Bir deprem ve etkilerinin ardından bulaşıcı hastalıkların önlenmesi için yaygın olarak önerilen önlemlerden biri, hastalığa uygun sürveyans sisteminin kurulmasıdır. Sürveyans sisteminin temel amacı, çeşitli hastalık vakalarının sayısına ilişkin bilgilerin toplanması, derlenmesi ve analizi yoluyla afet öncesi ve sonrası bulaşıcı hastalık vakalarını ve eğilimlerini başlangıç aşamasında anında belirlemektir. Bulaşıcı hastalık vakalarının bu hızlı tespiti sayesinde hastalık eğilimlerinin izlenmesinin iyileştirilmesine, erken uyarıların geçerliliğine, aşı geliştirmenin desteklenmesine, daha etkili önleme stratejilerinin geliştirilmesine ve böylece halk sağlığının eksiksiz bir şekilde değerlendirilmesine katkıda bulunmak mümkündür.

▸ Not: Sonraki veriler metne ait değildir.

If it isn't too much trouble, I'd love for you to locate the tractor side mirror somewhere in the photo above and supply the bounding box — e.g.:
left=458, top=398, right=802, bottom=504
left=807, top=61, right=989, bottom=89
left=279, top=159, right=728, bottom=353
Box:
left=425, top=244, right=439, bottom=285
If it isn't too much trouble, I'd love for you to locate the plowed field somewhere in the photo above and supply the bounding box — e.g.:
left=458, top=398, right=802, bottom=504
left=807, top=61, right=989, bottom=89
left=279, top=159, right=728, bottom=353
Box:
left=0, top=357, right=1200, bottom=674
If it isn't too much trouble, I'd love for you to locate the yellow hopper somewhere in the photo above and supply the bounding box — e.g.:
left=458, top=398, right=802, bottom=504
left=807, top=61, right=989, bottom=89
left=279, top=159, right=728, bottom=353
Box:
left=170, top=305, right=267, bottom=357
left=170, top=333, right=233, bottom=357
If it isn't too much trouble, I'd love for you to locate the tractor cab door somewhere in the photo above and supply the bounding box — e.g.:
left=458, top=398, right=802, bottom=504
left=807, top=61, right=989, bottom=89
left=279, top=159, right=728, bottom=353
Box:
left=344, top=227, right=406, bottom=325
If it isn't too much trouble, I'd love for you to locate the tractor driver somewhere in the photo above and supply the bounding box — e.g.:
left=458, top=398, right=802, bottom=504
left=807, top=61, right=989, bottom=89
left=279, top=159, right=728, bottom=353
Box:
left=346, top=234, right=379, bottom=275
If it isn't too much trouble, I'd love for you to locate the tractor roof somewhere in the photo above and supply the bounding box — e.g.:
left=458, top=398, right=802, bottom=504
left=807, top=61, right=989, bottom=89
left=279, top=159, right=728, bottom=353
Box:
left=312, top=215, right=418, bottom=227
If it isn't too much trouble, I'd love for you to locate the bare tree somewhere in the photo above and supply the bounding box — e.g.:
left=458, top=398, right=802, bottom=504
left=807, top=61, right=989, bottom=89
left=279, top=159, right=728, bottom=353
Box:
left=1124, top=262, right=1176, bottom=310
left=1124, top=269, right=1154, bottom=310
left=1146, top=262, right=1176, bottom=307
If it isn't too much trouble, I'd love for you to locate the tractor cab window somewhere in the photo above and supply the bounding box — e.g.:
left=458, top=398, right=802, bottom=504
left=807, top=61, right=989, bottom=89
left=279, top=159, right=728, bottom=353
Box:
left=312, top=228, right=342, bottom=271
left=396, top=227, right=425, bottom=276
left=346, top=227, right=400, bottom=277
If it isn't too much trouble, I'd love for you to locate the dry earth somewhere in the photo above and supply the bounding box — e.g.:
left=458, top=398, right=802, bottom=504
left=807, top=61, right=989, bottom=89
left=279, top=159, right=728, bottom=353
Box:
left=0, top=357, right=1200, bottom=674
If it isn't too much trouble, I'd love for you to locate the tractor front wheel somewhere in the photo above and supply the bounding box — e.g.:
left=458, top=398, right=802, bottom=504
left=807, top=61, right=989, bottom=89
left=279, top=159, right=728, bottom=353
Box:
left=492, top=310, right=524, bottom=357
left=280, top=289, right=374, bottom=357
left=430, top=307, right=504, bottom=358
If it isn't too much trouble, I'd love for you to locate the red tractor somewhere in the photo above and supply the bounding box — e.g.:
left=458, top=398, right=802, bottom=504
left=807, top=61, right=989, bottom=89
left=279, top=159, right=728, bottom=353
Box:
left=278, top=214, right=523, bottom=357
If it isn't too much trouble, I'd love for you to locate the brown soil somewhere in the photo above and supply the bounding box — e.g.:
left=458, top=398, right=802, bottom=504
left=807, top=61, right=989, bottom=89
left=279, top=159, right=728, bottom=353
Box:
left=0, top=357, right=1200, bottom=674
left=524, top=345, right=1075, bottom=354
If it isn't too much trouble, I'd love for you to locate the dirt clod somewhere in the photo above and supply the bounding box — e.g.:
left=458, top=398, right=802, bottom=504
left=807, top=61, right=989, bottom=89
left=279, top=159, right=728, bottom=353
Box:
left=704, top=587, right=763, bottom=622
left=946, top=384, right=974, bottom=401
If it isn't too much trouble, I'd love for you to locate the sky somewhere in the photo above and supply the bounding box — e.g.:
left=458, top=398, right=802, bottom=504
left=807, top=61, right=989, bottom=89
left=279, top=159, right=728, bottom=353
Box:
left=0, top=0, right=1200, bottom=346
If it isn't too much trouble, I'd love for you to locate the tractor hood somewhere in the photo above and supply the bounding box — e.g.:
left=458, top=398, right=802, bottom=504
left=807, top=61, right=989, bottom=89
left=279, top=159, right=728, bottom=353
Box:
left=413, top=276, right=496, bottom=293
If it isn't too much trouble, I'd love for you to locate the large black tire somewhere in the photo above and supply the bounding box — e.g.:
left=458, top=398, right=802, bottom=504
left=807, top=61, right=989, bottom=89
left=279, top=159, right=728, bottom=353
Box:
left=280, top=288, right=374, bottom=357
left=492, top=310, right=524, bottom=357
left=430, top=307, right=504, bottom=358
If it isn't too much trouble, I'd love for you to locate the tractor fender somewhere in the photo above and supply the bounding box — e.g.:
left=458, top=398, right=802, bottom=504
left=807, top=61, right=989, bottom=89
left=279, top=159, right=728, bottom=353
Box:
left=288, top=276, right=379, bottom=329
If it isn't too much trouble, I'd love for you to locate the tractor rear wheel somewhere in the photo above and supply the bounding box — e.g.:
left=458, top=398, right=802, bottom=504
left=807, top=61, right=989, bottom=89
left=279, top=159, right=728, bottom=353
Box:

Acil durum sığınakları o kadar kalabalık ki birçok insan aynı alanda başkalarını rahatsız etmemek için öksürmekten bile çekinirken bazıları ağız hijyenini göz ardı etti. Sık aspirasyon, yetersiz beslenme ve soğuk hava birleştiğinde özellikle yaşlıların ve bebeklerin zatürreye yakalanmasına yol açtı. Bu nedenle bol miktarda şişelenmiş su ile konserve ve kuru gıda bulundurulmalı, yeterli havalandırma (ısıtma ve klima) sağlanmalı, solunum yoluyla bulaşmayı önlemek için kişisel koruyucu ekipman (yüz maskesi, tek kullanımlık eldivenler, dezenfektanlar) dağıtılmalıdır. Vektör kaynaklı hastalıkları önlemek için ilaçlama yapılmalı, uygun ilaç ve etkili aşılar yeterli miktarda bulunmalıdır. [29] [30] Yunanistan’da pandeminin ikinci dalgası sırasında 2020 yılında Sisam adası depreminden sonra futbol sahalarında kurulan açık hava deprem kamplarında aşırı kalabalıklaşmayı önlemek için oteller, evsizleri ve tahliye edilenleri barındırmak için kullanıldı [31].
Deprem sonrası acil önlemler, toz bulutlarından veya yoğun tozlu alanlardan kaçınmak için halka rehberlik etmeyi içermelidir. Önleyici faaliyetler; klinisyenler, yer bilimcileri, saha çalışanları ve halk arasında hava yoluyla bulaşan bulaşıcı hastalıkların oluşturduğu riskler ve bunların halk sağlığı üzerindeki etkileri hakkında bilgi içeren farkındalık yaratmayı amaçlar [32].
Su ve kanalizasyon sistemlerinde bir hasar bulunursa klorlama ve ardından dezenfeksiyon yapılır. Ortak tuvaletler yerine bireysel tuvaletler kullanılmalı ve kamp alanlarında açık havada dışkılamayı önlemek için seyyar tuvaletler bulunmalıdır. [33] [34] Ellerin su ve sabunla yıkanması sağlanmalıdır. Su kaynaklarının korunması güçlendirilmeli, hijyen ve sanitasyon sağlanmalıdır.
Bu bilgiler, 2023 yılının Şubat ayında gerçekleşen Hatay ve Kahramanmaraş depremlerinin zorlu seyrine ışık tutmaktadır. İstanbul’da ciddi hasarlara neden olabileceği düşünülen olası Marmara depremine bu denli yaklaşmışken dikkati ve tedbiri oldukça yüksek düzeyde sağlamalıyız.